Costa's version however, it does not match that of the workers interviewed. "Actual working hours", Said for example Silvia Benvaides,"they were not communicated via email, it was the head of our department who marked them on a sheet, but that was not what we really respected: we had to work many more hours than those marked". This version was confirmed by several other former Costa Cruises employees. Some who still work there today, and for this reason have asked for anonymity, others who have changed their lives in the meantime.
The conditions are not the same for everyone the employees, who in total are about 19 thousand. Europeans, who are usually assigned duties as naval officers and relations with clients, fare better than South Americans and Asians, who are entrusted with the heavier tasks, from cleaning to cooking, from table service to the dining room. cars.
Costa Cruises is the largest Italian tour operator. Part of the Carnival Corporation & plc Group, listed on the London and New York stock exchanges, is leader world sector with a fleet of 103 ships, on which the Italian employment contract is in force.
In theory, the only difference with Europeans is that non-EU citizens refer to section 13 of the contract, which provides for 8 hours of work from Monday to Friday, plus 4 hours on Saturdays.
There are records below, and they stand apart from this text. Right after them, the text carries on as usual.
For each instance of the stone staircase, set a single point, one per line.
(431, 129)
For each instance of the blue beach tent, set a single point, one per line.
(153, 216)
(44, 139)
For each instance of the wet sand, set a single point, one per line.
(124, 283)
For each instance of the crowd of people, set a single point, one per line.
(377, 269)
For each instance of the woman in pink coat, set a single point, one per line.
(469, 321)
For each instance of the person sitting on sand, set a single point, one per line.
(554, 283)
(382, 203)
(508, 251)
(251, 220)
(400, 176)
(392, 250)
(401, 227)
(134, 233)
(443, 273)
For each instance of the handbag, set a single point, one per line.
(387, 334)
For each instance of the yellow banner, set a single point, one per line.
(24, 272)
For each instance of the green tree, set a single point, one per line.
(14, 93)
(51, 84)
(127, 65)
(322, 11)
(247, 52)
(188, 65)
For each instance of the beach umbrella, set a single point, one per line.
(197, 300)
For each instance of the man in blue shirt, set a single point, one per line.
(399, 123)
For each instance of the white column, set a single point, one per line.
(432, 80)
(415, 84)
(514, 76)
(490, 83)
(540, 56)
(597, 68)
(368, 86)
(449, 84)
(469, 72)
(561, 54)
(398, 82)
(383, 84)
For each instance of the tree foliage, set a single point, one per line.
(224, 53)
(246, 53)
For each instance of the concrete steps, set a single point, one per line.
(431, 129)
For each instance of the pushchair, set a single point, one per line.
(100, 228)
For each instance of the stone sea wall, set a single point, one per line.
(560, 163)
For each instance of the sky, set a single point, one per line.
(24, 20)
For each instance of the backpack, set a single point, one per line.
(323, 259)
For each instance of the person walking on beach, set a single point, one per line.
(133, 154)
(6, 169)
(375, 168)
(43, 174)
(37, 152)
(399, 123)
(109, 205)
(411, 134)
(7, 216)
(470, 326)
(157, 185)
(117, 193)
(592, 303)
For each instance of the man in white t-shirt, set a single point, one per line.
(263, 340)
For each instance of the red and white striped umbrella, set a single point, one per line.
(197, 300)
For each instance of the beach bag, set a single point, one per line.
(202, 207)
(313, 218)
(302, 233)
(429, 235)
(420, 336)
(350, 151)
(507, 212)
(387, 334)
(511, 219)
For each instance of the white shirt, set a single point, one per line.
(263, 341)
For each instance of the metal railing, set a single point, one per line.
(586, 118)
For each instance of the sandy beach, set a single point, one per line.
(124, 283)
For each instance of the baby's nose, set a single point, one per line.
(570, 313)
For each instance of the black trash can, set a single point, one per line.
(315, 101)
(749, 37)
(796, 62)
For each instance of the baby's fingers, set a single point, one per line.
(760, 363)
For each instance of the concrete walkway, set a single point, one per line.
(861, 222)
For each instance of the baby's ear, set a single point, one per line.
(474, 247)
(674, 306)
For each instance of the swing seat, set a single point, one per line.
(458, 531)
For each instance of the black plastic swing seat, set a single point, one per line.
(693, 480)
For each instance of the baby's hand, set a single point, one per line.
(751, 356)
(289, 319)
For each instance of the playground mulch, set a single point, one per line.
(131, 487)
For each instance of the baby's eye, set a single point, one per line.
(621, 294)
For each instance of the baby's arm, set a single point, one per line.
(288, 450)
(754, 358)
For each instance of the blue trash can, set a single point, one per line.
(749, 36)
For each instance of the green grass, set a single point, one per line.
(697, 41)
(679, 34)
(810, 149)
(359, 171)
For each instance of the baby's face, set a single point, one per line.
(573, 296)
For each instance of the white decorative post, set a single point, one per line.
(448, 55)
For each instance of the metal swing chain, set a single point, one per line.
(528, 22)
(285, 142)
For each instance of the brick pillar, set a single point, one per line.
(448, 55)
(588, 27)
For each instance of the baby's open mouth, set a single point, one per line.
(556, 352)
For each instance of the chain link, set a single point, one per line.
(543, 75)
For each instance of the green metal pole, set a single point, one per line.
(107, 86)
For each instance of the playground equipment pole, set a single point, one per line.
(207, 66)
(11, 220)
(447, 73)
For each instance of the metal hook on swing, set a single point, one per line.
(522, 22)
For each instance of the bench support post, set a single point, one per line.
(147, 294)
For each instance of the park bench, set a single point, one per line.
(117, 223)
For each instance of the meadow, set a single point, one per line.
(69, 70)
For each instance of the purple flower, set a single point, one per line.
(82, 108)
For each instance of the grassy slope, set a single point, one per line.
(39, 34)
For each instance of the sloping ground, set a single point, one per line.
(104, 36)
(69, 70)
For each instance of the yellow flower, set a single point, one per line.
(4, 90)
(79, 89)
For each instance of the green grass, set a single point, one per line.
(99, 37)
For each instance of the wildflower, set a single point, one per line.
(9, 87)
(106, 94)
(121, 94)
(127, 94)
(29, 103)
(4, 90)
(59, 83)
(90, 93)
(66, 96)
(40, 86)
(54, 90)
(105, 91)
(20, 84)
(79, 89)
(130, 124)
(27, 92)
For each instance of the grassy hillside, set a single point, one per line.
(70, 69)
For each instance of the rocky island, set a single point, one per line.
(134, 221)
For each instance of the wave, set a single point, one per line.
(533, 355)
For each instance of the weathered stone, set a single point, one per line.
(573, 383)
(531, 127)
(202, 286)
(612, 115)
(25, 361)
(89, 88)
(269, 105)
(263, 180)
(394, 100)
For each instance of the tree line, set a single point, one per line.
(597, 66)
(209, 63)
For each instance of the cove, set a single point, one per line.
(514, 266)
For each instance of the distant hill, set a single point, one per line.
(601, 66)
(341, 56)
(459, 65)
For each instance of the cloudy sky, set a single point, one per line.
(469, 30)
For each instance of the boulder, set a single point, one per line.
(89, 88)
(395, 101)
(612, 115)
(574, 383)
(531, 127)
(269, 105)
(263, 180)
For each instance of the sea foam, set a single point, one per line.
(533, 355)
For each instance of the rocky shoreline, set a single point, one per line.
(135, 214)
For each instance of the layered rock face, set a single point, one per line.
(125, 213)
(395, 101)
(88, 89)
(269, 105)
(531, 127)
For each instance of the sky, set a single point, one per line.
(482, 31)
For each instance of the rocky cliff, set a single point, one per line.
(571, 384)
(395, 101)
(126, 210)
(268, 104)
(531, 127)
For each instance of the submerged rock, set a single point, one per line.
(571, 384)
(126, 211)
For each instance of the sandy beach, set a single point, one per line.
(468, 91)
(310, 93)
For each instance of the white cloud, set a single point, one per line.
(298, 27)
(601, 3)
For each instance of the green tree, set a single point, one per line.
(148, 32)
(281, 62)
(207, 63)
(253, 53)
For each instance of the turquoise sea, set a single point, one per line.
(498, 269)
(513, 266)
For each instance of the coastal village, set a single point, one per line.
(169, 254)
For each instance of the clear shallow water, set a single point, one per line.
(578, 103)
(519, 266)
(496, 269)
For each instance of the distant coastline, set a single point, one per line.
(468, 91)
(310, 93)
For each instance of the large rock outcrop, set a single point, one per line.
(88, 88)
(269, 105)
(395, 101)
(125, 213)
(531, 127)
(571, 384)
Obviously, if an employee works more, he is entitled to increases in his paycheck, but in any case it is not possible to exceed 191 hours of work per month, a ceiling that for Europeans is 180 hours.
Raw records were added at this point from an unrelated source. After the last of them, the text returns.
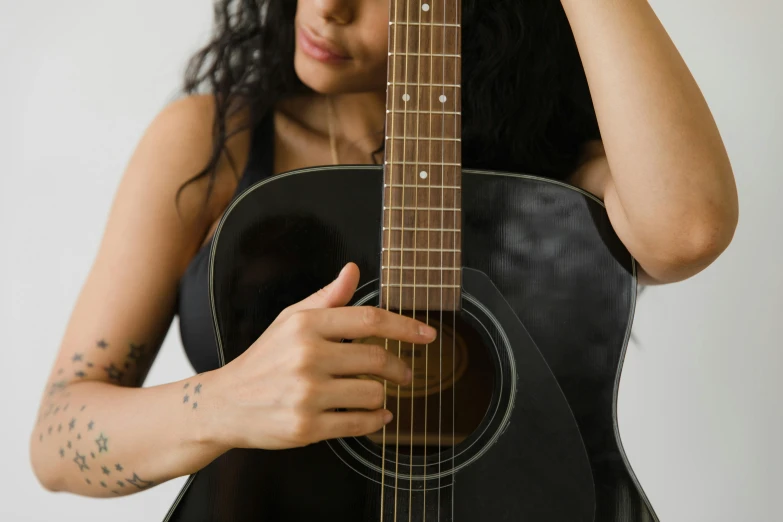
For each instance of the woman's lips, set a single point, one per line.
(319, 48)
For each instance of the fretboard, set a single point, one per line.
(422, 220)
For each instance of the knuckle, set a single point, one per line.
(301, 429)
(376, 394)
(299, 321)
(304, 357)
(354, 427)
(379, 357)
(304, 394)
(372, 316)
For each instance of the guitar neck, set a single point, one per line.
(422, 220)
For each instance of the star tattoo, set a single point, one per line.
(101, 442)
(114, 373)
(81, 462)
(138, 482)
(135, 351)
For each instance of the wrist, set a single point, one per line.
(208, 410)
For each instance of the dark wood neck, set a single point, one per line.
(422, 219)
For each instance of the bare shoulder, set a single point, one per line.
(178, 145)
(129, 298)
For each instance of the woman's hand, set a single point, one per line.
(283, 391)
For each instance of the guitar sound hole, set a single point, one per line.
(450, 392)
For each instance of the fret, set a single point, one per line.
(414, 249)
(446, 299)
(421, 186)
(419, 285)
(409, 111)
(433, 39)
(447, 268)
(419, 197)
(421, 163)
(414, 138)
(448, 85)
(419, 67)
(425, 54)
(425, 23)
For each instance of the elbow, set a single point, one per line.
(46, 475)
(694, 249)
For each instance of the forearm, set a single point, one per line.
(671, 179)
(102, 440)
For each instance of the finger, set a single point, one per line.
(356, 322)
(336, 293)
(352, 393)
(333, 425)
(350, 359)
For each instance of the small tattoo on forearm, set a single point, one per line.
(196, 391)
(139, 482)
(113, 372)
(102, 442)
(80, 461)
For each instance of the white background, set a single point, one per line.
(700, 405)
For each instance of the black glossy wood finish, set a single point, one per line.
(551, 291)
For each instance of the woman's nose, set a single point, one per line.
(337, 11)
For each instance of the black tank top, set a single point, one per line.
(193, 306)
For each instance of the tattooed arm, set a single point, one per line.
(99, 439)
(97, 432)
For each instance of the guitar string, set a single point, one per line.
(406, 99)
(415, 260)
(389, 174)
(427, 317)
(457, 249)
(440, 337)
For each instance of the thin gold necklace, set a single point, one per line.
(332, 138)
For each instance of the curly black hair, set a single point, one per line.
(526, 105)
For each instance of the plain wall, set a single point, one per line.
(700, 400)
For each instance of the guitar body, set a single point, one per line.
(535, 349)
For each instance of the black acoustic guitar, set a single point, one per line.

But this is the theory, because in practice things are different. Working at least 12 hours a day seven out of seven, as Silvia and Wilfredo say they have done for almost twenty years, means reaching 372 hours per month. Cooking for 14 hours a day without ever stopping, as Carlos says, means doing 434 hours a month. More than double those allowed. Divided by a salary of 710 euros per month, they lead to a wage of 1,6 euros per hour.
It happens today, in Italy. And the trade unionists, questioned in the public article by Fq Millenium, say they know nothing.